Belajar dari hidup atau hidup untuk belajar?

            Selama aku mengaku hidup, sudah sekian sakit atau berjuta kebahagiaan yang memberikan pengertiannya untuk aku pelajari. Bahwa segalanya pasti mempunyai perbandingan untuk mengenali. Mungkin sebuah kesalahan jika selama ini aku lebih suka menarik diri terhadap hal yang tidak aku suka. Nyatanya semua itu tidak membuat aku semakin baik-baik saja. Aku ingin menjadi bagian dari keluarga itu, tapi aku hanya diam menyaksikan. Membatasi diri dari komunikasi karena merasa aku tidak pantas berbaur dalam percakapan itu. Aku menarik diri karena aku merasa tidak dibutuhkan dan memang seharusnya lebih baik diam. Tapi tidak begitu. Diam itu bukan karena aku tidak ingin bicara. Diam itu bukan berarti aku tidak perduli atas segala percakapan itu.
             Ada rasa tidak ingin kehilangan kata "keluarga" itu, ada rasa tidak rela jika semakin hari aku tidak bertemu dan tidak berinteraksi dengan yang namanya “keluarga”. Semakin jauh hingga sekian hari, semuanya serasa semakin buruk. Seperti aku tidak menemukan “keluarga” itu. Yah, aku tau. Itu hanya anggapanku saja, aku yang membatasi diri hingga terkesan jauh. Aku ingin kembali dan terus merasakan nuansa “keluarga” itu.
            Sekian kali aku berkutat hanya dengan diamku mengumadangkan keinginan itu. Sekian kali pula aku tak kunjung menikmati percakapan antar “keluarga”. Aku hanya mampu merasa iri pada mereka yang begitu lekat dan dekat sebagai “keluarga”. Aduh, manusia macam apa aku ini? Meski berusaha berubah menjadi orang yang cerewet, periang, mudah akrab. Tapi tetap saja ya sifat awalku selalu muncul ketika sendiri dan merasa sendiri. Yah, aku selalu membenci sifatku yang dulu lebih suka menyendiri, diam, dan menunggu bola. Aku bilang aku butuh orang yang bisa menarikku dari kebencian itu. Tapi untuk apa? Sampai kapan aku hanya terus berkutat dalam ketidakenakan itu? Sampai orang yang aku maksud datang? Kapan? Harusnya tak perlu mengharapkan, tapi bagaimana itu dan apapun adalah kepusanku. Aku yang menjadi penentu dari sikap dan lakuku.
            Aku iri melihatmu yang selalu penuh semangat dan keberanian dalam menentukan sikap. Selalu melihat prediksi baik dan lebih sering mengabaikan resiko yang mungkin saja lebih besar dan buruk. Tak peduli, yang penting melakukan dan berusaha. Kau yang selalu berjuang dengan semangat seperti menyindirku yang seringkali mengeluhkan keterbatasanku, atau yang lebih tepatnya lagi, aku yang membatasi diriku lalu menganggapnya sebagai keterbatasan. Ah, payah.
            Tapi, terimakasih karena kau sudah mau berteman dengan orang yang penuh keluh dan seringnya merasa sendiri ini. Terimakasih kau sudah mau meluangkan waktu sibukmu untuk sekedar bercakap meski hanya dalam tulisan. Aku selalu senang jika ada orang macam kamu yang dengan keterbukaan dan keramahan, datang menawarkan persahabatan atau cerita apapun untuk aku dengarkan. Betapa berharganya kesempatan itu.

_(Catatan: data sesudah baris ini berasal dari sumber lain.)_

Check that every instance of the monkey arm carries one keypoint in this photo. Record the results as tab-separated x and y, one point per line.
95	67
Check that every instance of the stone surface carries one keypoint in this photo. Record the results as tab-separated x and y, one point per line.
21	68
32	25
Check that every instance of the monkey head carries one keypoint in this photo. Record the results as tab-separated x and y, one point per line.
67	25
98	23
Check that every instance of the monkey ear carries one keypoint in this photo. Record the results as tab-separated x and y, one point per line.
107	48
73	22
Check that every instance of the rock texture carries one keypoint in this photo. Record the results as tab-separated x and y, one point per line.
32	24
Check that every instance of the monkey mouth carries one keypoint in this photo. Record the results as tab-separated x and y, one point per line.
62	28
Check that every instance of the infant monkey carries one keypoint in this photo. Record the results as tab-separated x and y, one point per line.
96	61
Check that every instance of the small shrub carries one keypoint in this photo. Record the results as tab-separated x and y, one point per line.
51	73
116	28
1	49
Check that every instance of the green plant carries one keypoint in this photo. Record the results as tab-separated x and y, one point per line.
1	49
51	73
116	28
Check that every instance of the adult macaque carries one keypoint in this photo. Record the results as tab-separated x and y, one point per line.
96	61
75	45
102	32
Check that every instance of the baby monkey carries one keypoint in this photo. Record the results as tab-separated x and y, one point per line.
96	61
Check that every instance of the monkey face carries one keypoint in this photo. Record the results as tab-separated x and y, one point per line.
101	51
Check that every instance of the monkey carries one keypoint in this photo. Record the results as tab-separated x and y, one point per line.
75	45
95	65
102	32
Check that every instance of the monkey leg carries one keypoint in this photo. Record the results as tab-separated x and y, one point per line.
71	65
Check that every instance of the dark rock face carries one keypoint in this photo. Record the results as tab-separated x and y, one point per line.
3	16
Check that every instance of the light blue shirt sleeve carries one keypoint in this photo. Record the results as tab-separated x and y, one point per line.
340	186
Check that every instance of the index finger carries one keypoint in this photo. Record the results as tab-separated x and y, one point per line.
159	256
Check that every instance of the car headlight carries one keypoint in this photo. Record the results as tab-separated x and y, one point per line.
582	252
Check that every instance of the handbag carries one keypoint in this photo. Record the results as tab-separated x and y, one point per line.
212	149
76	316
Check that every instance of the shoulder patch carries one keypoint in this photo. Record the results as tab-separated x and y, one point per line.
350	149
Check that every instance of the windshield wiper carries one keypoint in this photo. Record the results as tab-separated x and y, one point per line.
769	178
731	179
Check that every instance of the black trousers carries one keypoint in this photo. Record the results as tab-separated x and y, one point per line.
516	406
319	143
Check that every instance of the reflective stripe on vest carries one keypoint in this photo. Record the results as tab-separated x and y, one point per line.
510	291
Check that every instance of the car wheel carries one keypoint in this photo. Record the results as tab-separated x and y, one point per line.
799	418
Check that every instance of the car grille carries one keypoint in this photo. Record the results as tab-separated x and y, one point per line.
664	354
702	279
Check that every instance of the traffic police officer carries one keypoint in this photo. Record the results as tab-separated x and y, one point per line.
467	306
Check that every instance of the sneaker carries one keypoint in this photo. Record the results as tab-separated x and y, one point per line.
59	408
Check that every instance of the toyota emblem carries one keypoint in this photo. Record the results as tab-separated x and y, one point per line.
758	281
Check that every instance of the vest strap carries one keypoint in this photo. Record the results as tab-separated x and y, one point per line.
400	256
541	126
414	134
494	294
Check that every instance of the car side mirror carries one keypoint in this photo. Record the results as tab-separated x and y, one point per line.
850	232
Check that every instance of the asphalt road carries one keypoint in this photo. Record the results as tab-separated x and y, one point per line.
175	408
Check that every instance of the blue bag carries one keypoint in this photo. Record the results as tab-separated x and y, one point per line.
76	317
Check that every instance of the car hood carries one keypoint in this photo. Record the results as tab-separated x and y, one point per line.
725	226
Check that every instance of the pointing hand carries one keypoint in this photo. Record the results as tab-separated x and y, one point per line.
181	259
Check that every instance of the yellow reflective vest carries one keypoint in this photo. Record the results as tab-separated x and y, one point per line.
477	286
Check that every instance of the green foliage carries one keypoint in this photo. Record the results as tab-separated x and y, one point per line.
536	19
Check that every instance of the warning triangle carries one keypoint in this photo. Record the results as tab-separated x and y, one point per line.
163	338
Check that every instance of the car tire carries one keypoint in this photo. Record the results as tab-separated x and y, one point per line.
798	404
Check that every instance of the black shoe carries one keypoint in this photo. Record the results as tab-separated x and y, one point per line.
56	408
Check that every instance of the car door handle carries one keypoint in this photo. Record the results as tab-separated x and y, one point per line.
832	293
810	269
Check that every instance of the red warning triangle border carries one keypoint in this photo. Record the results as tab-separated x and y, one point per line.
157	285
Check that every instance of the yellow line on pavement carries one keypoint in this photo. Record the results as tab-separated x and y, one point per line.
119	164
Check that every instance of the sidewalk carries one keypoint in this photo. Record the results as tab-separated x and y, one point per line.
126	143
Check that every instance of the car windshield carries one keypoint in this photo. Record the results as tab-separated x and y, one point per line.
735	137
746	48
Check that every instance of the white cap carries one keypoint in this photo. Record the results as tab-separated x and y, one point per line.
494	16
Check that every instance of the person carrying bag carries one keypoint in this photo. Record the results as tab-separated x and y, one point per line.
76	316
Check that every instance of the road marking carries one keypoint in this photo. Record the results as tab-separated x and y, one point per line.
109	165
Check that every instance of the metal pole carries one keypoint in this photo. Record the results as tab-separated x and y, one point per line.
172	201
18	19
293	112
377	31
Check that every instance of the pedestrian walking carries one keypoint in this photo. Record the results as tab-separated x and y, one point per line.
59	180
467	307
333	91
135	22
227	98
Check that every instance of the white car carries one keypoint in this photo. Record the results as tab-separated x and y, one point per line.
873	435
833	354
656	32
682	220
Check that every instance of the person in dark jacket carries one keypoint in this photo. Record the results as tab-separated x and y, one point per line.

            Iya, kau benar. Tak seharusnya aku membatasi diri lalu menganggapnya keterbatasan yang tak bisa aku ubah. Yah, lagi-lagi kau benar ketika berkata bahwa jika ingin terus bersamamu dan untuk terus mendengarkan kisahmu aku sudah harus menyingkap keterbatasan itu menjadi ketidakberbatasan. Karena aku bisa melakukan banyak hal yang aku inginkan jika aku mau. Karena aku bisa mendapatkan banyak hal dari semua daftar keinginan -sekalipun yang tak terungkap- jika aku mau. Hanya tinggal mau atau tidak untuk memperjuangkan. Hanya tinggal mau atau tidak untuk bicara dan memperdengarkan pada mereka.

            Kau menertawaiku yang selama ini sok tegar namun di dalamnya rapuh. Kau menertawaiku begitu keras ketika aku bicarakan tentang “keluarga” yang selama ini tak kunjung bisa aku jamah dan berbaur dalam pergaulan “keluarga”. Aku tidak sakit hati atas tawamu itu, justru serasa sangat menggelitikku.  Mempertanyakan sisi kemanusiaanku yang tak bisa bertahan dalam “keluarga”. Tidak, itu tidak akan terjadi lagi. Aku tidak ingin kehilangan “keluarga” itu. Aku tidak ingin kehilangan apapun yang selama ini harusnya aku jaga, apapun yang aku miliki adalah harta berharga. Harta itu ya “keluarga”, kamu, pengalaman, keberanian, bicara, senyum ramah dan ceritamu.